De Monte Zoncolan, waar Marco Pantani een allerlaatste keer schitterde
Zaterdag keert de Giro terug naar de Monte Zoncolan, de monsterachtige berg in Friuli. Die ‘mogen’ de renners wel beklimmen langs de makkelijkste zijde, waar Marco Pantani in 2003 voor de allerlaatste keer over zijn vleugels van weleer leek te beschikken.
Dat jaar maakte de Monte Zoncolan zijn intrede in de Ronde van Italië. Ex-Girobaas Carmino Castellano was zo jaloers op de aantrekkingskracht van de fameuze Alto de El Angliru in de Vuelta dat hij naar een gelijkaardige angstaanjagende in Italië zocht, nog zwaarder dan de Passo di Mortirolo. Hij vond die in Friuli, maar had voor de eerste keer, in die Giro van 2003, nog medelijden met de renners.
Castellano liet hen de oostelijke zijde beklimmen, startend vanuit Sutrio, waar de col zich langer (14 kilometer) en gelijkmatiger (8,5 procent) over de berghellingen slingert. Niet de nog lastigere zijde vanuit Ovaro (10 kilometer aan 11,8 procent) die later, in 2007, 2010, 2011, 2014 en 2018, op het menu stond. Alleen de drie slotkilometers aan de oostelijke kant zijn des duivels: gemiddelde stijgingspercentages van 11, 13 en bijna 15 procent, waarvan er 500 meter gemíddeld ruim 20 procent richting hemel knikken en één piek zelfs tot 27 procent stijgt.
Gilberto Simoni had voor die eerste klim van de Zoncolan niets aan het toeval overgelaten en de col enkele malen verkend, zelfs met de… helikopter. De rozetruidrager kondigde aan dat hij er zou toeslaan en voegde de daad bij het woord. Hij viel aan op drie kilometer van de top en won.
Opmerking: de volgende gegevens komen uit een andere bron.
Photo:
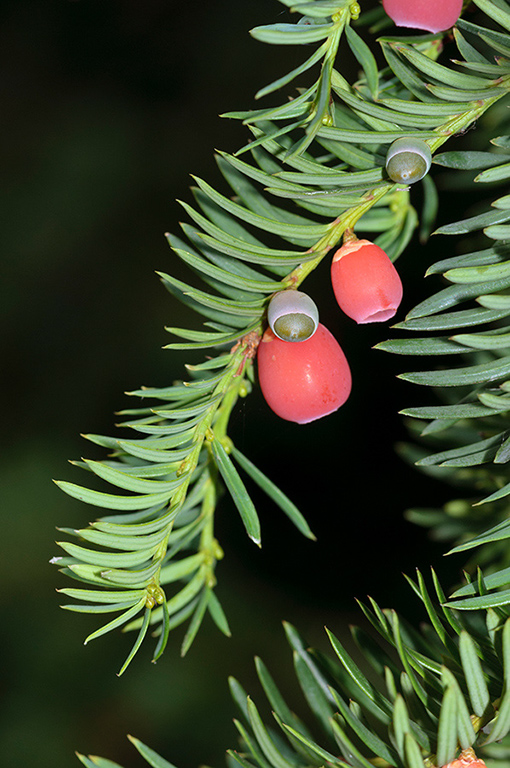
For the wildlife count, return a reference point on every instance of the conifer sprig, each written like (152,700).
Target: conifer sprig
(151,559)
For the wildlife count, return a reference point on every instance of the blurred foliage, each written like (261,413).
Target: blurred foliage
(107,108)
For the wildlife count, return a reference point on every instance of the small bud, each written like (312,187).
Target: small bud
(303,382)
(431,15)
(408,160)
(292,316)
(366,284)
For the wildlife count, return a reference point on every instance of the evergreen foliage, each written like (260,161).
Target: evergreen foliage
(313,169)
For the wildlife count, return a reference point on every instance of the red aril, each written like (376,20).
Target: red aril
(304,381)
(366,284)
(431,15)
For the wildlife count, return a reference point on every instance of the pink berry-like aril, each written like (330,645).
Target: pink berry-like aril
(366,284)
(430,15)
(305,381)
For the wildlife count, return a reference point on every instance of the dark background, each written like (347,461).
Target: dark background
(106,108)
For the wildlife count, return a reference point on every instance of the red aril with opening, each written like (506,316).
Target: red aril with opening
(304,381)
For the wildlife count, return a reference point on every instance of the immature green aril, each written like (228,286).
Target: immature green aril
(292,315)
(408,160)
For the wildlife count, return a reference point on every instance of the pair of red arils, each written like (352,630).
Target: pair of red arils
(304,380)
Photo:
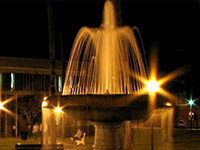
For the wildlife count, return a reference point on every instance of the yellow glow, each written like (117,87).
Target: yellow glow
(168,104)
(152,86)
(58,109)
(1,105)
(44,103)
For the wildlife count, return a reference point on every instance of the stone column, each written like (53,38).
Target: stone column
(106,136)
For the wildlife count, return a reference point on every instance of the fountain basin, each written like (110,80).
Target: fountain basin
(106,108)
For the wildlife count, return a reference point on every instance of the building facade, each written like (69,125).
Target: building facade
(20,77)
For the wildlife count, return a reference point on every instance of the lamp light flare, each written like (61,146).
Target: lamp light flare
(191,102)
(44,103)
(58,109)
(45,98)
(168,104)
(152,86)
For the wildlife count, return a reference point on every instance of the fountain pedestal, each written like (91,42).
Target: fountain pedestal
(106,136)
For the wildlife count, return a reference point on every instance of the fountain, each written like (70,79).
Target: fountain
(100,84)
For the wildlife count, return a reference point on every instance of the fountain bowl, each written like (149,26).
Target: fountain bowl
(107,108)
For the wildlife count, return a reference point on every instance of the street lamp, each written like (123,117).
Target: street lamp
(152,86)
(58,109)
(191,102)
(1,105)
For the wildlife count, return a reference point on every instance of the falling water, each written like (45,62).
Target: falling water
(103,59)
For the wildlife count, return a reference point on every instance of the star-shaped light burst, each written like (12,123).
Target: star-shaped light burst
(191,102)
(153,85)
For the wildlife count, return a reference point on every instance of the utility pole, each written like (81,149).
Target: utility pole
(63,60)
(51,49)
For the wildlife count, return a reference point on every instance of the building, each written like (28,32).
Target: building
(24,76)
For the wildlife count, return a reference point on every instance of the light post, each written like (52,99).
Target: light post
(1,107)
(152,87)
(191,113)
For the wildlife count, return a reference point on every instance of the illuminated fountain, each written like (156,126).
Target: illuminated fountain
(100,84)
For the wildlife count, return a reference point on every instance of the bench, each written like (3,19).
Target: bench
(39,147)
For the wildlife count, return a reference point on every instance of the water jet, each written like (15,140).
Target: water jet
(100,85)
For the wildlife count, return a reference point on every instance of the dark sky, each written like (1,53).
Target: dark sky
(172,24)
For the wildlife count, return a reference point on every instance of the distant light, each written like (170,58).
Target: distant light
(168,104)
(45,98)
(58,109)
(152,86)
(1,105)
(44,103)
(191,102)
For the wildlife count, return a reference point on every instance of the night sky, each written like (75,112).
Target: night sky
(173,25)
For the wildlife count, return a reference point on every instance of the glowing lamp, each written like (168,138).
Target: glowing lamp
(1,105)
(58,109)
(44,103)
(168,104)
(152,86)
(45,98)
(191,102)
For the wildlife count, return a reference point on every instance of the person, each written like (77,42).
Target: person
(36,129)
(77,136)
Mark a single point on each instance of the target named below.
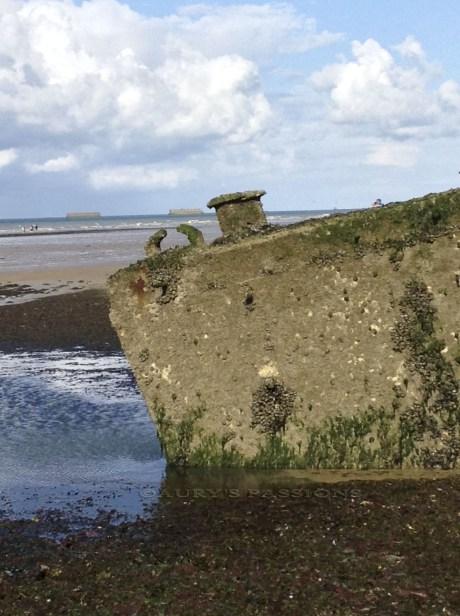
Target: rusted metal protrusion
(153, 245)
(194, 235)
(239, 212)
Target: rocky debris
(194, 235)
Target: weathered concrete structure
(334, 343)
(239, 212)
(153, 245)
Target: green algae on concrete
(331, 343)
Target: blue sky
(141, 106)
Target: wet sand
(60, 321)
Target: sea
(76, 439)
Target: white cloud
(411, 48)
(55, 165)
(139, 177)
(257, 31)
(393, 154)
(449, 95)
(374, 90)
(7, 157)
(102, 69)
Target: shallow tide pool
(76, 438)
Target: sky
(140, 106)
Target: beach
(207, 542)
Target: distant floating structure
(191, 211)
(82, 215)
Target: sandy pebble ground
(24, 286)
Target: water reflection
(76, 437)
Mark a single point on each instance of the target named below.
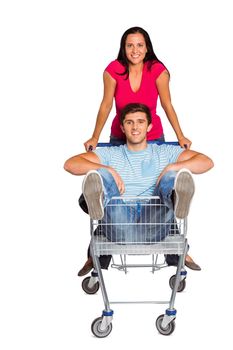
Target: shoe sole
(93, 194)
(184, 190)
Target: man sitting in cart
(138, 168)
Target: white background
(53, 54)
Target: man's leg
(176, 190)
(98, 188)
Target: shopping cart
(143, 229)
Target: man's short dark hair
(133, 108)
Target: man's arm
(84, 162)
(196, 162)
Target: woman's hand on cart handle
(184, 142)
(91, 144)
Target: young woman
(136, 76)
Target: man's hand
(119, 182)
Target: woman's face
(135, 48)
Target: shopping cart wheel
(87, 289)
(97, 331)
(168, 329)
(181, 286)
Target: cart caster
(164, 330)
(181, 286)
(87, 288)
(96, 328)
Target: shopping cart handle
(108, 144)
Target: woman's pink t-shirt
(147, 94)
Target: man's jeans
(125, 221)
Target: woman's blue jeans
(137, 221)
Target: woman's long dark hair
(150, 55)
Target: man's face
(135, 127)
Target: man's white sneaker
(93, 193)
(184, 190)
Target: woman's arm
(104, 110)
(162, 83)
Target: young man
(139, 169)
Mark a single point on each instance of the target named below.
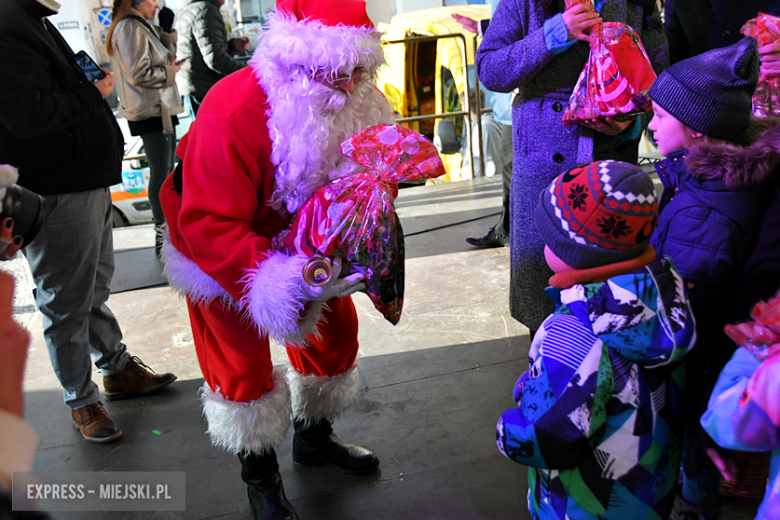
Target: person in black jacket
(207, 54)
(56, 128)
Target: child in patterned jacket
(598, 417)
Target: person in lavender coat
(538, 48)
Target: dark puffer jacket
(55, 128)
(203, 43)
(715, 197)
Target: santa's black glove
(166, 19)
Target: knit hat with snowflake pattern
(598, 213)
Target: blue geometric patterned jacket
(599, 410)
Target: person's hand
(165, 17)
(13, 350)
(105, 85)
(769, 55)
(467, 23)
(241, 44)
(335, 287)
(578, 21)
(608, 126)
(9, 244)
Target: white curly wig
(307, 120)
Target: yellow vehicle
(426, 76)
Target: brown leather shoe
(94, 423)
(135, 379)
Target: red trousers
(236, 359)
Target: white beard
(307, 123)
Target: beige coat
(145, 77)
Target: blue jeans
(72, 262)
(704, 489)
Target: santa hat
(329, 12)
(327, 35)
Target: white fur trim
(307, 121)
(8, 177)
(309, 44)
(253, 426)
(274, 300)
(323, 397)
(187, 279)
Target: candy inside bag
(762, 335)
(765, 28)
(588, 4)
(354, 217)
(616, 77)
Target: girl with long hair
(144, 56)
(537, 48)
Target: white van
(130, 200)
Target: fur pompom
(323, 397)
(253, 426)
(274, 301)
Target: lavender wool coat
(512, 56)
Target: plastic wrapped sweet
(616, 77)
(765, 28)
(762, 335)
(353, 217)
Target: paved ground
(432, 387)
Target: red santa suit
(265, 138)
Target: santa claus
(265, 139)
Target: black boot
(496, 237)
(315, 444)
(266, 492)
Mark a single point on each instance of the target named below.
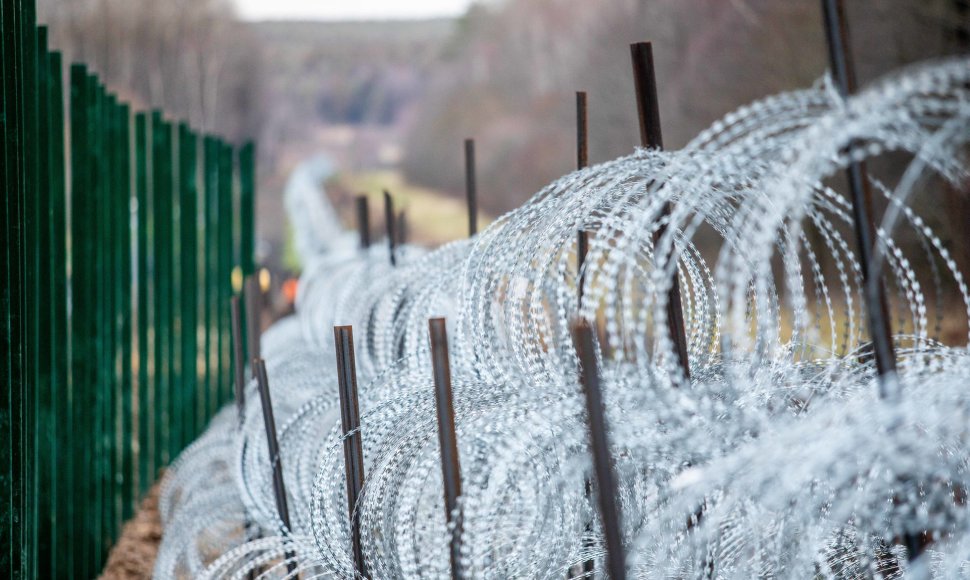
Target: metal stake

Achter hem druppelden de renners een voor een binnen. Onder hen: Marco Pantani. Die was in maart dat jaar door het TAS in beroep veroordeeld voor een gevonden insulinespuit in de Giro van 2002. Hij kreeg echter een retroactieve schorsing van zes maanden. Zo kon hij eind maart, na driehonderd koersloze dagen, opnieuw in competitie treden, in de Settimana Coppi & Bartali. Het doel: met een respectabele conditie aan de start van de Giro verschijnen. Dat lukte ook, na de Rondes van het Baskenland en Aragón en een trainingsstage op de Sierra Nevada. En dus wilde Pantani vanaf de tweede week zijn vleugels weer uitslaan.
De wedergeboorte van de toen 33-jarige Pantani leek ingezet, maar het was schone schijn.
Dat lukte slechts één keer: niet toevallig op de Monte Zoncolan, een col die zijn mythe als een van de beste klimmers ooit weerspiegelde. Tot grote vreugde van de tifosi leek Pantani weer even te klimmen met de flair van zijn grote dagen. Even leek hij zelfs te gaan aanvallen, maar toen Simoni versnelde, paste de renner van Mercatone Uno. In de laatste anderhalve kilometer moest hij Stefano Garzelli laten gaan en werd hij ook nog door Francesco Casagrande en Jaroslav Popovitsj voorbijgefietst.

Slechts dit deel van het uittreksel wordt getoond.